[Cython] CEP1000: Native dispatch through callables

Sat Apr 14 01:46:39 CEST 2012

On Fri, Apr 13, 2012 at 3:06 PM, Dag Sverre Seljebotn
<d.s.seljebotn at astro.uio.no> wrote:
>
>
> Robert Bradshaw <robertwb at gmail.com> wrote:
>
>>On Fri, Apr 13, 2012 at 1:27 PM, Dag Sverre Seljebotn
>><d.s.seljebotn at astro.uio.no> wrote:
>>> Ah, I didn't think about 6-bit or huffman. Certainly helps.
>>
>>Yeah, we don't want to complicate the ABI too much, but I think
>>something like 8 4-bit common chars and 32 6-bit other chars (or 128
>>8-bit other chars) wouldn't be outrageous. The fact that we only have
>>to encode into a single word makes the algorithm very simple (though
>>the majority of the time we'd spit out pre-encoded literals). We have
>>a version number to play with this as well.
>>
>>> I'm almost +1 on your proposal now, but a couple of more ideas:
>>>
>>> 1) Let the key (the size_t) spill over to the next specialization
>>entry if
>>> it is too large; and prepend that key with a continuation code (two
>>size-ts
>>> could together say "iii)-d\0\0" on 32 bit systems with 8bit encoding,
>>using
>>> - as continuation). The key-based caller will expect a continuation
>>if it
>>> knows about the specialization, and the prepended char will prevent
>>spurios
>>> matches against the overspilled slot.
>>>
>>> We could even use the pointers for part of the continuation...
>>>
>>> 2) Separate the char* format strings from the keys, ie this memory
>>layout:
>>>
>>>
>>Version,nslots,nspecs,funcptr,key,funcptr,key,...,sigcharptr,sigcharptr...
>>>
>>> Where nslots is larger than nspecs if there are continuations.
>>>
>>> OK, this is getting close to my original proposal, but the difference
>>is the
>>> contiunation char, so that if you expect a short signature, you can
>>safely
>>> scan every slot and branching and no null-checking necesarry.
>>
>>I don't think we need nslots (though it might be interesting). My
>>thought is that once you start futzing with variable-length keys, you
>>might as well just compare char*s.
>
> This is where we disagree. If you are the caller you know at compile-time how much you want to match; I think comparing 2 or 3 size-t with no looping is a lot better (a fully-unrolled, 64-bit per instruction strcmp with one of the operands known to the compiler...).

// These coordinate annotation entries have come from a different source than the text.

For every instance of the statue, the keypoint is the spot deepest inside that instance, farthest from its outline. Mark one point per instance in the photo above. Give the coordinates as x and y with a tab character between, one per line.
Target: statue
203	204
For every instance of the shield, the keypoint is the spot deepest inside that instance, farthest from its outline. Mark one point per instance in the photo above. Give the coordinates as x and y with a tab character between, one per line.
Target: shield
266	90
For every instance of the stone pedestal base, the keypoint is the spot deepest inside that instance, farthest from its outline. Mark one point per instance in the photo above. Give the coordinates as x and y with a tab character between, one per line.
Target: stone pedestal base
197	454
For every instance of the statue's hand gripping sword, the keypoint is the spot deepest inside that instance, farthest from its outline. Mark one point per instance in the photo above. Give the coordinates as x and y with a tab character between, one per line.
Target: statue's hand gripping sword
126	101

Doesn't the compiler unroll strcmp much like this for a known operand?

>>If one is concerned about memory, one could force the sigcharptr to be
>>aligned, and then the "keys" could be either sigcharptr or key
>>depending on whether the least significant bit was set. One could
>>easily scan for/switch on a key and scanning for a char* would be
>>almost as easy (just don't dereference if the lsb is set).
>>
>>I don't see us being memory constrained, so
>>
>>(version,nspecs,futureuse),(key,sigcharptr,funcptr)*,optionalsigchardata*
>>
>>seems fine to me even if only one of key/sigchrptr is ever used per
>>spec. Null-terminating the specs would work fine as well (one less
>>thing to keep track of during iteration).
>
> Well, can't one always use more L1 cache, or is that not a concern? If you have 5-6 different routines calling each other using this mechanism, each with multiple specializations, those unused slots translate to many cache lines wasted.
>
> I don't think it is that important, I just think that how pretty the C struct declaration ends up looking should not be a concern at all, when the whole point of this is speed anyway. You can always just use a throwaway struct declaration and a cast to get whatever layout you need. If the 'padding' leads to less branching then fine, but I don't see that it helps in any way.

I was more concerned about guaranteeing each char* was aligned.

> To refine my proposal a bit, we have a list of variable size entries,
>
> (keydata, keydata, ..., funcptr)
>
> where each keydata and the ptr is 64 bits on all platforms (see below); each entry must have a total length multiple of 128 bits (so that one can safely scan for a signature in 128 bit increments in the data *without* parsing or branching, you'll never hit a pointer), and each key but the first starts with a 'dash'.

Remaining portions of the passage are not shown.